Francesco Liucci, "Decolonizing a "postcolonial" world: A critical response to "Decolonization is Not a Metaphor""
This essay seeks to respond to and problematize Tuck and Yang’s article, “Decolonization is Not a Metaphor,” a seminal contribution to decolonial literature that has received surprisingly few direct responses despite being cited over 8,000 times since publication. For the authors, true decolonization demands a total land return to Indigenous peoples.
I agree with Tuck and Yang’s critique of performative uses of decolonization; genuine justice for Indigenous peoples requires foundational societal restructuring, including significant (not symbolic) land reclamation. Nonetheless, their rigid view of modern colonial violence may undermine broader efforts toward justice and transformation. In the first part of this essay, I argue that their notion of Indigenous struggles as separate from other liberatory movements represents a simplistic characterization of colonial-capitalist oppressions while depriving us of the mass organizing mechanisms necessary for substantive decolonial aims. I also discuss how their interpretation of decolonization on exclusively material grounds is insufficiently unimaginative and detached from broader human concerns in ways that may condemn decolonial projects to irrelevance.
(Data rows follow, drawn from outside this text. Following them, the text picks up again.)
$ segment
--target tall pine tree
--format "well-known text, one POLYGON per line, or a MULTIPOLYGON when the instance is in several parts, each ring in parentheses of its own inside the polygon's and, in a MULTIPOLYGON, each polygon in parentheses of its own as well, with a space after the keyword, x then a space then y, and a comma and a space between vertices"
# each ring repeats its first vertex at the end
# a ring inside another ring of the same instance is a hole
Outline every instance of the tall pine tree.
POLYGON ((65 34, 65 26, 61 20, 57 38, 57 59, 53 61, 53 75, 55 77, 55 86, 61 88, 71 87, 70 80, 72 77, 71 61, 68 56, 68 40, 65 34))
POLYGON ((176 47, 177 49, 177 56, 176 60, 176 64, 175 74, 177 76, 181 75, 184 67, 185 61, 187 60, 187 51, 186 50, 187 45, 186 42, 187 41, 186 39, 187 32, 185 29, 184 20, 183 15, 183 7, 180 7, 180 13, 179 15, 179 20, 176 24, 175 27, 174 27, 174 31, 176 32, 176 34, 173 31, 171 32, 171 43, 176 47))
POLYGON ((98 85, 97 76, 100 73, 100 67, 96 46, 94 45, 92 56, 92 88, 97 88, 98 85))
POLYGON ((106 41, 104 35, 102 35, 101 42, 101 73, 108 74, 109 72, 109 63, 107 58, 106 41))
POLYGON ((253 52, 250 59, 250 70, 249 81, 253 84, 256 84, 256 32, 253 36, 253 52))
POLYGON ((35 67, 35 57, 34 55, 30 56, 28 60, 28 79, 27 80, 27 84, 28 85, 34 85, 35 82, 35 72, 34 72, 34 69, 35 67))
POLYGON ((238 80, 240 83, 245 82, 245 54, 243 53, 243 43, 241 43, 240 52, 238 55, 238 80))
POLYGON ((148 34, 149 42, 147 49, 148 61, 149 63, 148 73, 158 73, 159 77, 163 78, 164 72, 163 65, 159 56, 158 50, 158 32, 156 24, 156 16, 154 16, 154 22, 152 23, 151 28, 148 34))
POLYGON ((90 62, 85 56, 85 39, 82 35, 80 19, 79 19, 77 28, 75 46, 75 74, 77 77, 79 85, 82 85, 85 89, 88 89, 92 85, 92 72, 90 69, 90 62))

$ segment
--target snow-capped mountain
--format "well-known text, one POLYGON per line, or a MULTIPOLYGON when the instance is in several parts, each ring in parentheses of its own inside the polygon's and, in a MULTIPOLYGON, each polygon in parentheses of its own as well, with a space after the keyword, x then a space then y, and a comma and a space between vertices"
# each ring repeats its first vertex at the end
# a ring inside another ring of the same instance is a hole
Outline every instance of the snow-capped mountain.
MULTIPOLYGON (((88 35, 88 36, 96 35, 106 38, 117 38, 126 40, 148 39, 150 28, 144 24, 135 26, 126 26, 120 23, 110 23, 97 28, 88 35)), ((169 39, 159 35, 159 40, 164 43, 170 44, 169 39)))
I hold that decolonization should be a holistic process that permeates every aspect of life. This project should attempt to respond to the all-consuming nature of colonialist violence with all-encompassing solutions, following the totality of various Indigenous cosmologies and the interrelated continuum of biological life.
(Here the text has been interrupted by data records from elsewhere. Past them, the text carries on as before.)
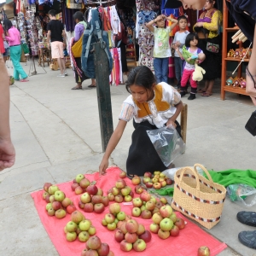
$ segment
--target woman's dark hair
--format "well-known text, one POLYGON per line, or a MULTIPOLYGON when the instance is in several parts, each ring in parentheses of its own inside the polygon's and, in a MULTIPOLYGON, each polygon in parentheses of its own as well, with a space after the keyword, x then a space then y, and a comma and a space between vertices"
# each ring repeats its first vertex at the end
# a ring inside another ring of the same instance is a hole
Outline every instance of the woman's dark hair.
POLYGON ((13 23, 9 20, 4 20, 3 24, 4 31, 9 31, 13 26, 13 23))
POLYGON ((186 47, 190 46, 190 41, 193 41, 194 39, 199 40, 197 33, 189 33, 185 40, 185 45, 186 47))
POLYGON ((151 90, 155 84, 155 78, 152 71, 146 66, 139 66, 131 69, 126 81, 126 90, 131 93, 129 88, 131 85, 137 85, 151 90))
POLYGON ((56 12, 55 9, 50 9, 48 14, 53 17, 56 15, 56 12))
POLYGON ((82 12, 75 12, 74 15, 73 15, 73 19, 75 20, 79 20, 79 21, 83 21, 84 20, 84 14, 82 12))
POLYGON ((188 18, 185 15, 181 15, 177 18, 177 22, 179 22, 180 20, 186 20, 188 22, 188 18))

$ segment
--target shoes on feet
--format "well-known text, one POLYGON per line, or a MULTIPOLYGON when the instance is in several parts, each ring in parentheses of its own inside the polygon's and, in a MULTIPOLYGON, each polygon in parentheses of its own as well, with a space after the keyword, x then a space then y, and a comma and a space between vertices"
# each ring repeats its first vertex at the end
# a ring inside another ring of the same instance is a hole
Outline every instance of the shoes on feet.
POLYGON ((190 93, 190 96, 188 97, 188 100, 192 101, 195 99, 195 94, 190 93))

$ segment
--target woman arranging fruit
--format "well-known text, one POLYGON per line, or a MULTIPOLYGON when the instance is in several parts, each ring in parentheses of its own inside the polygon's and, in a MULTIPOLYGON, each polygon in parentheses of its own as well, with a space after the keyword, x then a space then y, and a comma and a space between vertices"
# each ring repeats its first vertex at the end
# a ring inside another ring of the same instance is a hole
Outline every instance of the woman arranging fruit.
POLYGON ((146 131, 172 125, 180 134, 181 127, 176 120, 183 108, 180 94, 165 82, 157 84, 154 73, 144 66, 130 72, 126 90, 131 96, 123 102, 118 125, 108 142, 99 172, 105 173, 108 158, 131 119, 135 131, 126 161, 128 177, 164 171, 167 167, 156 153, 146 131))

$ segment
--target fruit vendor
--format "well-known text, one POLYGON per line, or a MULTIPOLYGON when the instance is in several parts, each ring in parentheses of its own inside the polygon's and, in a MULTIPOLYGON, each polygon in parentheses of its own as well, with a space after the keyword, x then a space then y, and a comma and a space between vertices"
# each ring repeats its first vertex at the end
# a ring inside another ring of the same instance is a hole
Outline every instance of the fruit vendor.
POLYGON ((154 73, 144 66, 130 72, 126 90, 131 96, 123 102, 118 125, 108 142, 99 172, 105 172, 110 154, 119 142, 127 122, 132 119, 135 131, 126 161, 127 176, 164 171, 168 166, 161 161, 146 131, 172 125, 180 134, 181 127, 176 119, 183 108, 181 96, 165 82, 157 84, 154 73))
In the second section, I make a case for a decolonial project defined by a myriad of transdisciplinary solutions – developed in deep dialogue and horizontal collaboration with and by Indigenous people – by exploring a diverse landscape of decolonial projects being implemented globally. Such an expansive interpretation of decolonization is strengthened by its mutually reinforcing pursuits, making decolonization more politically possible and impactful for humanity. Moreover, I contend that non-land-centric projects – focused primarily on ontological, epistemic, sociopolitical, and personal consequences of colonialism – are just as valid and urgent forms of decolonization.